Tra ieri ed oggi, tra il candore dei marmi, la lucentezza dei bronzi e la vivacità dell’orizzonte metropolitano, potrà capitare di incontrare la scultura dell’Afrodite accovacciata in vico Lungo Gelso, ammirare la potenza dinamica del Toro Farnese in armonico dialogo con un cielo burrascoso, scontrarsi con il Doriforo nella stazione della linea 1 al Museo. Non mancheranno all’appello i capolavori di Canova, in esposizione all’Archeologico in occasione della retrospettiva sul Maestro di Possagno: la Danzatrice con le mani sui fianchi troverà, in vico san Domenico, un nuovo spazio per una simbolica esibizione, mentre Amore e Pische Stanti si abbracceranno teneramente nel Real Orto Botanico.

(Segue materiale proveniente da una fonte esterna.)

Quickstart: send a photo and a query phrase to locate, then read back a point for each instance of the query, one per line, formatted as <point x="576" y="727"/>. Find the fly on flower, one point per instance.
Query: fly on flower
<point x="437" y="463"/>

L’Afrodite di Capua: fotomontaggio di Dario Assisi e Riccardo Maria Cipolla (foto Mann)

Immagine guida della mostra “Fuga dal museo” sarà l’Afrodite di Capua: solo grazie alla creatività, la famosa scultura della Collezione Farnese si affaccerà per stendere i panni, trovando armonia e leggerezza del gesto nella dimensione quotidiana di un’usuale mattina del terzo millennio. “Il nostro progetto nasce dalla volontà di dare vita alle statue del Mann, rendendole vere creature che interagiscono con la realtà. Le sculture divengono persone, che si aggirano per le città, desiderose di scoprirne i misteri, le bellezze e le paure”, commentano Dario Assisi e Riccardo Maria Cipolla.